Quant aux plantes de la strate herbacée, elles s'inviteront elles-mêmes, confiant leurs semences au vent, à l'eau et aux oiseaux pour les disséminer.
Cet espace, une fois réhabilité, jouerait de multiples rôles, en relation avec ses multiples identités: parc naturel visant à la conservation d'espèces indigènes, espace récréatif urbain ouvert aux citoyens de la ville, attraction touristique pour les visiteurs nationaux et étrangers. Il aurait ainsi un impact fort et positif sur l'image de Marrakech, ajoutant un volet écologique à son offre historique, architecturale et festive.
La réalisation du projet devrait être facilité par le choix des espèces. Il s'agit d'un aménagement de type forestier et non de type "jardin public". La pluviométrie et les crues risquant d'être trop espacées dans le temps pour permettre un taux de survie des jeunes plants acceptable, des irrigations d'appoint seraient apportées pendant les deux ou trois premiers étés, c'est à dire jusqu'à ce que le système racinaire atteigne le développement nécessaire à sa survie. Cet apport d'eau, épisodique, de l'ordre d'une fois par mois en été, une fois tous les deux ou trois mois le reste de l'année exigerait un investissement minime: un ou deux camions citernes et une piste approximative au fond de l'oued pour permettre leur circulation, piste à entretenir après chaque crue pendant les deux ou trois premières années.

Pestes végétales et envahisseurs incontrôlables

LES plantes indigènes sont plus adaptées aux conditions environnementales, donc plus résistantes que des espèces exotiques, ce qui rend leur implantation et leur développement moins onéreux.
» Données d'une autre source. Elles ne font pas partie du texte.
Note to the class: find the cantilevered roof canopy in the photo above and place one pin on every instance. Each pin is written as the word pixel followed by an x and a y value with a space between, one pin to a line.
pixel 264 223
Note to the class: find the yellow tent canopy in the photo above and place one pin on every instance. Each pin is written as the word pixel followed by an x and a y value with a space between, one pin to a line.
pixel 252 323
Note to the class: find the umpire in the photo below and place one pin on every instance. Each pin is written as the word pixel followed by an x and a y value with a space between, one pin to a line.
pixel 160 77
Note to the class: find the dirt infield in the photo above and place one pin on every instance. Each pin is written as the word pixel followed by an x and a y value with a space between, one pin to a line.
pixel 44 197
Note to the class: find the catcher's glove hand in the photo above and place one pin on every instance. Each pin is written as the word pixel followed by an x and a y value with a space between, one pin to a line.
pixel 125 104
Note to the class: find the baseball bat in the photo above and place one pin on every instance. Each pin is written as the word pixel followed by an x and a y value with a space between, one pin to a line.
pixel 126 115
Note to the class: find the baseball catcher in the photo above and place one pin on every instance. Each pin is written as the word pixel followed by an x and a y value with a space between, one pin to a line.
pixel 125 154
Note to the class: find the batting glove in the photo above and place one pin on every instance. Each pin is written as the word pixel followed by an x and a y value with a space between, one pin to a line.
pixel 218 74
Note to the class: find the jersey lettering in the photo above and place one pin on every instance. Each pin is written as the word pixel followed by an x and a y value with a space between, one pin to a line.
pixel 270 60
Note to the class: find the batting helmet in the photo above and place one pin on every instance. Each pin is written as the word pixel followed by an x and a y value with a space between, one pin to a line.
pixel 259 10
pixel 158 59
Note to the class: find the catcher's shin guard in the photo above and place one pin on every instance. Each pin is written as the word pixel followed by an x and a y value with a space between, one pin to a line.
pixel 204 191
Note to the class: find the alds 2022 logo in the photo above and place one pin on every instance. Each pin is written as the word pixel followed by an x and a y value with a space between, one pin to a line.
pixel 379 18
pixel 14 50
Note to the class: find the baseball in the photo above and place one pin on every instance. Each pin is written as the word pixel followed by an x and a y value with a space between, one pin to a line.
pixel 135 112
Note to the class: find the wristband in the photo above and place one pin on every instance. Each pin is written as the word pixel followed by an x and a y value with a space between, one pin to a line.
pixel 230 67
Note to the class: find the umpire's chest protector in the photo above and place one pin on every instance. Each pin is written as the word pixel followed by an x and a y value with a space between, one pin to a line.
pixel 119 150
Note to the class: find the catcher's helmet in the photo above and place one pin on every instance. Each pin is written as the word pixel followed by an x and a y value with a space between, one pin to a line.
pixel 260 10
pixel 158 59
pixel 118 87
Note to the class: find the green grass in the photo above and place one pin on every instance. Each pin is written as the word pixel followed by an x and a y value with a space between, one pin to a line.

Il y a des exceptions, des arbres introduits provenant d’autres zones géographiques, suffisamment rustiques pour s’adapter. Ces plantes exotiques restent malgré tout des «indésirables» pour plusieurs raisons. D’abord, elles peuvent devenir des pestes végétales, des envahisseurs incontrôlables. Ensuite elles ont souvent des impacts négatifs sur l’environnement tel l’eucalyptus, capable d’assécher les nappes par son puissant appareil racinaire, d’inhiber la poussée du sous-bois par la production de toxines. De plus, le choix de plantes étrangères ne serait pas pertinent dans un projet à vocation écologique. La réhabilitation d’un écosystème naturel, en l’occurrence une ripisylve, doit reproduire fidèlement l’organisation végétale naturelle, tant du point de vue des essences, que de leur répartition, de leurs relations. Dans un rapport de la FAO, il est noté que «il semble qu’en ce qui concerne la diversité on ait le plus souvent le classement suivant: forêt naturelle > plantation d’essences indigènes > plantation d’essences exotiques».